Top Home Inspector believes Job is Essential

Published by The Columbus Dispatch

As America’s chief home inspector, Tim Buell wants consumers to understand one thing: Inspectors aren’t clairvoyant.

“People think we should find things that are hidden, but that’s not what we do,” said Buell, a 68-year-old retired home inspector in Marysville, Ohio.

As the new president of the 8,000-member American Society of Home Inspectors, Buell’s job is to explain what inspectors do and what they don’t do.

In today’s world, that’s not always easy. As homes and technology have changed, so too has the role of home inspectors.

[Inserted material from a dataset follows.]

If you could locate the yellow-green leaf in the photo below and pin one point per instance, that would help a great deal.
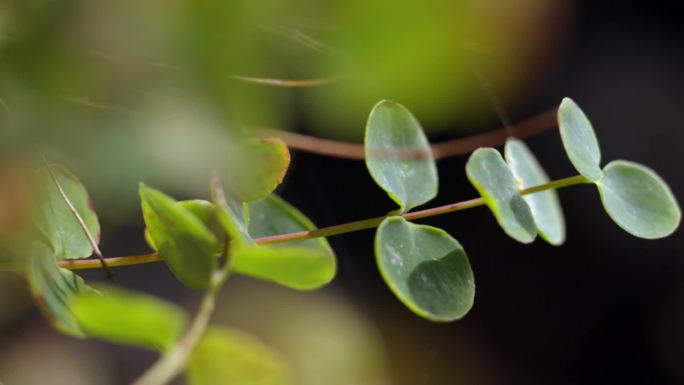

Much of what home inspectors have traditionally done is right before our eyes — checking framing, foundations and roofs, for example. But many of today’s biggest concerns about homes are less obvious. Radon and mold in particular have become huge worries for homebuyers.


Buell advises homebuyers to have inspectors test for radon levels and the possibility of mold. (Both services are typically offered at an extra cost.) But, he is quick to add, inspectors aren’t experts in either area, and if tests turn up something, homebuyers should head straight for the specialists.

“We’re like a family doctor, a generalist,” he said. “We see something and we defer to the technical expert.”

Just as the duties of home inspectors have evolved, so has the housing market affected their jobs.

We are in the midst of the biggest sellers’ market in history, forcing buyers to try any trick they can to secure a home. One increasingly common tactic is to waive the right to remedy any problems found in a home inspection. Some buyers are even taking the next — and far more alarming — step of waiving the home inspection altogether.

Buell, not surprisingly, thinks that’s a bad idea.

“It’s an interesting market,” said Buell, “but nonetheless a home inspection is designed to help the buyer’s peace of mind and to let them know the home is safe.”

As new American Society of Home Inspectors president, Buell lands in the thick of a political issue in Ohio: whether to license home inspectors. Ohio is one of about a dozen states that do not require inspectors to be licensed.

ASHI, allied with other groups including Ohio Realtors, would like to change that. They support House Bill 211, introduced last May to require home inspectors to pass a licensing test.

“The real-estate agent, the appraiser, the lawyer — we’re the only ones in the home industry not licensed,” he said.

Buell points out that the bill, which has sat in committee for months, does not require a home inspection. Still, he adds, inspections are a good idea. 

“A home for most people is the biggest investment in their lives, so why not spend a few hundred dollars to make sure it’s safe?”